British mourners are renting “professional sobbers” to blub at funerals to make people believe the deceased was really popular.
For £45 an hour, the fake mourners can be rented to cry for the duration of a funeral service in order to swell the numbers at funerals.
Ian Robertson, the founder of Rent-a-Mourner, in Braintree, Essex, admits the idea may be unfamiliar to the British, although the phenomenon is popular in places such as Asia.
The mourners-for-hire are briefed on the life of the deceased and would be able to talk to friends and relatives as if they really had known their loved one.
Rent-a-Mourner has 20 staff on its books to hire out for funerals, which Mr Robertson said were friends of his rather than professional actors.
He added that they are not required to well up, but are mainly there just to make up the numbers.
“We were actually inspired by the market growth in China,” said Mr Robertson.
“The Middle Eastern way is to provide wailers – crying women – as opposed to the quiet, dignified methods we use.
“Our staff will meet with the client beforehand and agree ‘the story’, so our staff will either have known the deceased professionally or socially.
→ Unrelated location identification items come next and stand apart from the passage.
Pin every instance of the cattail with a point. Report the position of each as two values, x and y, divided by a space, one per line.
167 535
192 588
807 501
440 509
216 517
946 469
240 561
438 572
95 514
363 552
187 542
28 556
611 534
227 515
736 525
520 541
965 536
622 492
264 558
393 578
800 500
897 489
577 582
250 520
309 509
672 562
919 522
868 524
They will be informed of the deceased’s background, achievements, failures etc. so they can converse with other mourners with confidence.”
Mr Robertson set up Rent-a-Mourner in January last year, and said he has had 52 bookings since the company began, with 15 in the first six months.
“It is growing in the UK – our bookings are up 50 per cent year on year,” he said.
He added that his biggest source of his bookings were for funerals in Hull, and has sent staff to 12 funerals there, adding that he could not explain why that area showed the biggest demand.
The company also has plans to expand, after having to turn down more than 60 requests because the funerals were too far away for the fake mourners to get to.
Consumer expert Jasmine Birtles, who conducted the research, believes multi-cultural Britain is experiencing a “cultural shift in the way its mourners say their final farewell.
Birtles, the founder of personal finance site MoneyMagpie.com, said: “Hiring a stranger to weep at a funeral may seem strange, but it’s a deep-seated tradition in the East.
“It’s still a niche market at the moment but demand for professional mourners is increasing year on year as more people from East Asian and Middle Eastern countries move to the UK, bringing their customs with them.
“The rise in popularity shows a cultural shift taking place in how we choose to pay our last respects and like with many other cultural imports, it’s only a matter of time before it crosses over into mainstream culture.”
“At the moment it’s not the sort of thing most people can treat as a career, but if it continues to increase in popularity then crying on demand could soon become a highly-prized skill.”